なんと言っても、キースだけでは命を守り切れないから。
ミュウの自分を生かしてくれたし、キースを守りたいのだけれども、どうにも困った例の癖。
「後ろから近付いた者は、誰だろうと撃つ」。
もしかして甘えているのかも、と思わないでもない昨今。
「こいつだったら許してくれる」と、ついつい撃ってしまうとか。
そっちだったら、何度撃たれてもかまわない。「遊ばれている」のとは違うなら。
キースが甘えてくれているなら、側近冥利に尽きるというもの。
けれど真実は分からないから、やっぱりチラリと投げる視線。「またですか?」と。
いい加減に撃つのをやめて下さいと、「本当に命が危ない時には、撃たなかったでしょう」と。

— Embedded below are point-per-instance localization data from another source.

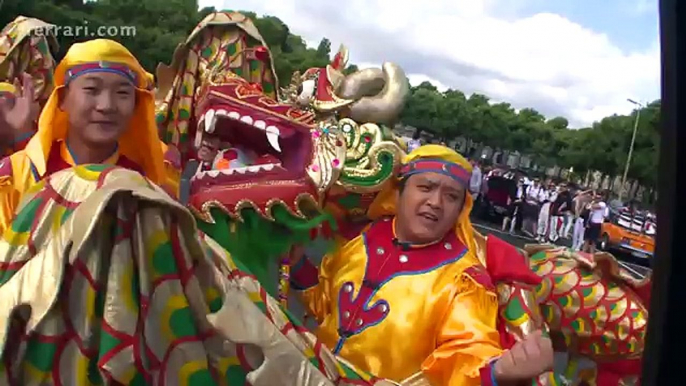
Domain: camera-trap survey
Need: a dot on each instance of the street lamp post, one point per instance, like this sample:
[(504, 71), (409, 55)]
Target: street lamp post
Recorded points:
[(631, 148)]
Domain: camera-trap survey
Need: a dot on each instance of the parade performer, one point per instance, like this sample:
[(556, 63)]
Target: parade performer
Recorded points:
[(409, 297), (18, 113), (100, 111)]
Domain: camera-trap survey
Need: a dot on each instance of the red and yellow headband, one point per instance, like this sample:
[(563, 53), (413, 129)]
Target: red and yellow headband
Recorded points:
[(114, 68)]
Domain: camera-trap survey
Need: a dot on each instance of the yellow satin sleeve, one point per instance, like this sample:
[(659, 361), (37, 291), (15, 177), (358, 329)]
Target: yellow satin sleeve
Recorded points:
[(172, 181), (13, 187), (467, 339), (9, 199)]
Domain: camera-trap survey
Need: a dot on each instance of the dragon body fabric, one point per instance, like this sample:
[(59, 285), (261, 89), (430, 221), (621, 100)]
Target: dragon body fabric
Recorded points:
[(186, 309)]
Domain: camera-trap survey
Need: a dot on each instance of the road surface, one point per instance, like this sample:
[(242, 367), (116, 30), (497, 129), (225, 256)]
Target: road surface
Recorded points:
[(636, 270)]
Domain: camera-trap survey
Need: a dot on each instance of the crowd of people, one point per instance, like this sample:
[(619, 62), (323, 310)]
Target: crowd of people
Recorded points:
[(546, 211)]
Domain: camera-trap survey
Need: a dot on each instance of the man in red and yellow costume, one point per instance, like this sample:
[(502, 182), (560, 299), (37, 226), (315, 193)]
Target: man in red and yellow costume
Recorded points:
[(100, 112), (408, 298)]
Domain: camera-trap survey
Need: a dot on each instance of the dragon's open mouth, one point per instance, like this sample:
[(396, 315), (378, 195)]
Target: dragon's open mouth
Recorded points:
[(252, 146), (259, 149)]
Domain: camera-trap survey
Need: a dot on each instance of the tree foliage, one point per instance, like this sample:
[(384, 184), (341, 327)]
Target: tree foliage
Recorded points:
[(162, 24)]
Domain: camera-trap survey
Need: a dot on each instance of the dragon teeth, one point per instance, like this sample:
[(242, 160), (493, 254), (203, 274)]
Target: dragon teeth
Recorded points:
[(247, 169), (210, 121)]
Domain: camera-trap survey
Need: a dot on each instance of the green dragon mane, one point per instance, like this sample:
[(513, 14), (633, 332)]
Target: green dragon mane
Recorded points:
[(258, 243)]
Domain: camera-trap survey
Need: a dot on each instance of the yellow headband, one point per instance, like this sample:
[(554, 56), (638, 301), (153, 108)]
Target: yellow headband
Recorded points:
[(7, 88)]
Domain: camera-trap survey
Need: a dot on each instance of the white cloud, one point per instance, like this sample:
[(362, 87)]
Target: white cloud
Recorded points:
[(544, 61)]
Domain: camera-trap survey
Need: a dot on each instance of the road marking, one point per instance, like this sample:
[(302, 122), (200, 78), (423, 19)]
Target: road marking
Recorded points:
[(630, 267)]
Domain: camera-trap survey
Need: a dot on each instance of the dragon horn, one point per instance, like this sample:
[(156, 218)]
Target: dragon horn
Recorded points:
[(340, 60)]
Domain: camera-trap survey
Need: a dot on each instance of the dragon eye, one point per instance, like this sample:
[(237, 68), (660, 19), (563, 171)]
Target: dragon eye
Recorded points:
[(306, 89)]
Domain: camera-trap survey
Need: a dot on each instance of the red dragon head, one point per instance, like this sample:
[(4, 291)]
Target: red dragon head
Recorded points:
[(254, 152)]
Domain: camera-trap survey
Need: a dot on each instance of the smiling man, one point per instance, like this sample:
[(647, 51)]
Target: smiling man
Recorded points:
[(409, 297), (100, 112)]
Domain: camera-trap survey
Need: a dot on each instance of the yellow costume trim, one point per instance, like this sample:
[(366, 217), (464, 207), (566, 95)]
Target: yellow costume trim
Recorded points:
[(7, 88)]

そのやり取りをやっている時は、いつもキースが身近に思える。「普通の人」に。
だから当分は、このままでいい。
真相がどうかは掴めないまま、撃たれても。撃たれて意識がブラックアウトの連続でも…。
撃ってしまう人・了
※マツカの尻に敷かれたキースと、健気なマツカ。人によってはキスマツが作れそうなネタ。